Oleh: Eka Sugeng Ariadi
(Guru Bahasa Inggris MAN 1 Pasuruan)
Murah berkualitas, mustahilkah? Idiom yang beredar di masyarakat menjawab berkualitas itu identik mahal dan murah itu tidak mungkin berkualitas. Murah itu linier dengan hal-hal kurang berharga, kurang fasilitas, kurang terawat, dan rendah kualitas, sebaliknya mahal itu setara dengan serba lengkap, serba ada, dan tentunya tinggi kualitasnya. Dalam sebuah talk show di stasiun TV tentang perbandingan biaya pendidikan, menurut Prof. Nizam –Dirjen Perguruan Tinggi Kemendikbudristek–, mengatakan bahwa biaya pendidikan di negeri ini lebih rendah, tidak mahal, lebih murah dibandingkan negara tetangga semisal Singapura dan Malaysia.
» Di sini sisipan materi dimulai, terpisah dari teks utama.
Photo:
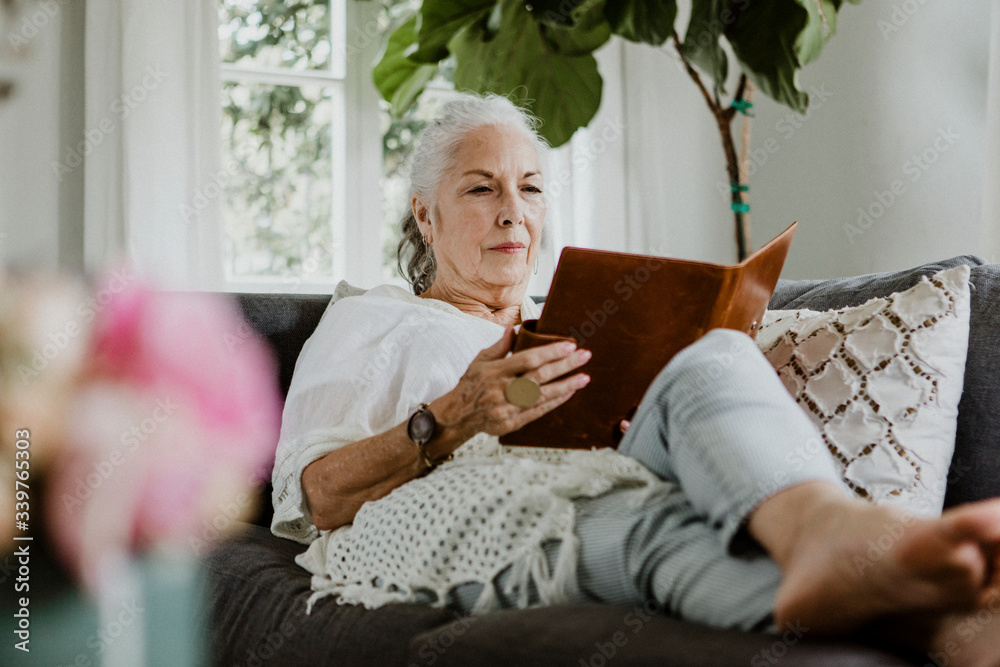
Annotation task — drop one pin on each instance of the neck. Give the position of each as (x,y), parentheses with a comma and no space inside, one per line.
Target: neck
(503,311)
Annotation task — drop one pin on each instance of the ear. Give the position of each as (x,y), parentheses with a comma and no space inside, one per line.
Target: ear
(422,215)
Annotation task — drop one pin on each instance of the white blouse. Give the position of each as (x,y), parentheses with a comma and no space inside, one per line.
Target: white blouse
(373,358)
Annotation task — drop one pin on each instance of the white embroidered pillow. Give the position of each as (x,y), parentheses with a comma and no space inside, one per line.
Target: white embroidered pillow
(882,382)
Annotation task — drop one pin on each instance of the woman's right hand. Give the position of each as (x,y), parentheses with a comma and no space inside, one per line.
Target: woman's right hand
(479,402)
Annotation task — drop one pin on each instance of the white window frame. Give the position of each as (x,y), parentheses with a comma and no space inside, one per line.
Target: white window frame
(356,150)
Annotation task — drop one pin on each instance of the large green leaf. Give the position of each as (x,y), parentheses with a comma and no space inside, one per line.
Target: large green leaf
(398,79)
(559,13)
(588,30)
(820,27)
(648,21)
(764,38)
(564,91)
(701,43)
(439,20)
(775,39)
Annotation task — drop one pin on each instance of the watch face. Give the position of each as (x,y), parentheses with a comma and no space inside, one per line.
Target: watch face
(421,427)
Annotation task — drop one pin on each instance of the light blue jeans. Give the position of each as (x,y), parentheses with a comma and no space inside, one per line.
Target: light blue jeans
(719,425)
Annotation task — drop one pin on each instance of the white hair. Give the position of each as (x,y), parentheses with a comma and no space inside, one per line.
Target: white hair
(435,156)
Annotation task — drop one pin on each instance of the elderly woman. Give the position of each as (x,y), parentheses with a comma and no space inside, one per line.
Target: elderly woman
(390,467)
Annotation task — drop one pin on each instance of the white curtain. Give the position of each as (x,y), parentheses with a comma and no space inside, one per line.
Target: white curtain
(991,179)
(153,179)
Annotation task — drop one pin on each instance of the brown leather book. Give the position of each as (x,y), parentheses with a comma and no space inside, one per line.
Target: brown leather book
(635,312)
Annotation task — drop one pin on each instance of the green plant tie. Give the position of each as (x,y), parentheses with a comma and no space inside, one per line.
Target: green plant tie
(743,106)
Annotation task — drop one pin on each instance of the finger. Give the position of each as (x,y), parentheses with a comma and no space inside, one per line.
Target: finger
(533,358)
(560,367)
(500,348)
(555,394)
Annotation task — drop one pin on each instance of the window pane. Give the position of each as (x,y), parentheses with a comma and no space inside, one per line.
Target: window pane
(280,203)
(273,33)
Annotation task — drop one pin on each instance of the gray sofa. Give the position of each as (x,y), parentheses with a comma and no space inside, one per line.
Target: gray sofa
(258,593)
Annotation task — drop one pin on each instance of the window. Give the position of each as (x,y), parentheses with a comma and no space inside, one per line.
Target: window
(316,167)
(290,102)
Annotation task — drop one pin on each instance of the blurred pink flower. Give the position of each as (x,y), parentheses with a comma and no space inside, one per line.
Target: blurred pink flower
(178,415)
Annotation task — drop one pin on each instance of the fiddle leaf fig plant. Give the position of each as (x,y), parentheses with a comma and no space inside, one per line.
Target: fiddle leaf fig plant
(540,53)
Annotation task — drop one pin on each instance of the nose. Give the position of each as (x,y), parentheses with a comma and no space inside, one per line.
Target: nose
(510,213)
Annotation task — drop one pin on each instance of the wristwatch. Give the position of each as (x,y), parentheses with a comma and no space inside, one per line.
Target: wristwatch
(420,430)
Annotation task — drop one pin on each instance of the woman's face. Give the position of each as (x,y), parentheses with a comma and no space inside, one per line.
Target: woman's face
(486,224)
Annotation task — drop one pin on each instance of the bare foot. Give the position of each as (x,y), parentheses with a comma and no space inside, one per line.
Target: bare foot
(847,562)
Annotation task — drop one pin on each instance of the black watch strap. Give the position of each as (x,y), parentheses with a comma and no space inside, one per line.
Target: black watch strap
(420,429)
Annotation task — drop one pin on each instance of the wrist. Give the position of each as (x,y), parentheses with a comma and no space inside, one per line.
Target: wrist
(449,433)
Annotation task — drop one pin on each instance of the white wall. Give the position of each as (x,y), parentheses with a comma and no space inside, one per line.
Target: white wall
(897,85)
(41,215)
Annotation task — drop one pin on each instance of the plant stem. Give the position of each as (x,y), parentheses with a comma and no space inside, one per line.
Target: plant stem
(724,120)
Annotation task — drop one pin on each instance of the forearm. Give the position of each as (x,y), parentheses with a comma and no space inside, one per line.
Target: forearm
(339,483)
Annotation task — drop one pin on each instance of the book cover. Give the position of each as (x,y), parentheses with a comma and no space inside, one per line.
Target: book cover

Apakah bisa dengan mudah disimpulkan bahwa kualitas pendidikan di negeri ini rendah/kualitasnya rendah? Agak susah untuk tidak menjawab iya. Namun, bila kita baca berita di media massa, menurut opini masyarakat, analisis media, pengamat pendidikan, termasuk mahasiswa dan dosen, ternyata biaya pendidikan di negeri ini semakin tahun semakin mahal. Nah, berarti menghasilkan kesimpulan terbalik bahwa kualitas pendidikan di negeri ini sudah berkualitas, benarkah? susah juga untuk menjawab belum benar.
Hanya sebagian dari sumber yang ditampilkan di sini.